On 10/2/06, Bogdan Giusca liste@dapyx.com wrote:
I noticed that there's a user who is making minor changes, then adds a template which links his website, claiming that the article uses content from his website
I've emailed Joe Kiff, the user who was adding these links, so he may be able to explain why he was adding them. All of the templates have now been removed by Tawker's bot.

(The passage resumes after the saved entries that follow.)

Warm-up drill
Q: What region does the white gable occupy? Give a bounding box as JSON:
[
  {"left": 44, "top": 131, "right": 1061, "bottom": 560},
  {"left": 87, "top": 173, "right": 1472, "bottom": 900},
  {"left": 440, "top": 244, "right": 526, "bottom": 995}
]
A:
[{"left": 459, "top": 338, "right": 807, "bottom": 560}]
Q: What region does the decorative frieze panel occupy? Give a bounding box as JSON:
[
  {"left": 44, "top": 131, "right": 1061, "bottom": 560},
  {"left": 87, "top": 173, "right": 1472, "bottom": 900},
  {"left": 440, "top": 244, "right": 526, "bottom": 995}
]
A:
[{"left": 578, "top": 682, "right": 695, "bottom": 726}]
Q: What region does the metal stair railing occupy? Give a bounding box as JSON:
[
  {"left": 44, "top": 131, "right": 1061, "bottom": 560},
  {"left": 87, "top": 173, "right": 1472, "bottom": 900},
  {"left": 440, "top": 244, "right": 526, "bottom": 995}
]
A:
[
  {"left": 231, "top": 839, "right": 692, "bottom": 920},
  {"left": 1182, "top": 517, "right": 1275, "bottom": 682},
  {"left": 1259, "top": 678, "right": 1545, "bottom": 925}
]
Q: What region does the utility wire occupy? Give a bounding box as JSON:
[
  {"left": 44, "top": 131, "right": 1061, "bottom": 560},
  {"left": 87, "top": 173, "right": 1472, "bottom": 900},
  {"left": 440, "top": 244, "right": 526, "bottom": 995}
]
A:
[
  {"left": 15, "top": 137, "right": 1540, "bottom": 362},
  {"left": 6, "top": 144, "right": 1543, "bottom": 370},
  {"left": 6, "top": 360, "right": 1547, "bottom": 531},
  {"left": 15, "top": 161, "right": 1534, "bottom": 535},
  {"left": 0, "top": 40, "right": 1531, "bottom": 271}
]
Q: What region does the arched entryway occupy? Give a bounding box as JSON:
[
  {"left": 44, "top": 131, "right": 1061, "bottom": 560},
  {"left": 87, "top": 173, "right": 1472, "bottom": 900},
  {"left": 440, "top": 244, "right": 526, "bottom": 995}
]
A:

I expect the confusion about the need to attribute the wiki came from the large number of similar templates. See http://en.wikipedia.org/wiki/Category:Attribution_templates for a collection of these. Wikia has similar templates for content from Wikipedia: http://www.wikia.com/wiki/Template:Wikipedia
The difference in this case is that the template was not legally necessary since Joe was the author of the original content anyway. I've added a note about this to Wikia's copyrights policy to make it clearer for other Wikians wanting to copy their own content to Wikipedia: http://www.wikia.com/wiki/Wikia_copyrights#Attribution_templates
I'm not aware of any Wikipedia policy on using these attribution templates. In some cases the spam policy may apply but there are certainly cases where it doesn't and where these need to be used. I think this needs to be looked into, especially if Wikipedia wants to benefit from content of other wikis and even from forks from itself. For example, the PR around Citizendium has had various Wikimedians saying this is fine since Wikipedia can benefit from any improvements to the content which that project makes, but that may involve linking to it with these sorts of templates.
Some way of adding attribution on the history page (which isn't indexed by Google and therefore useless to spammers) may be a better solution than adding these to the article. It probably also makes more sense in terms of the GFDL if the history is all on the history page and not partly there, partly on the talk page, and partly on the article itself.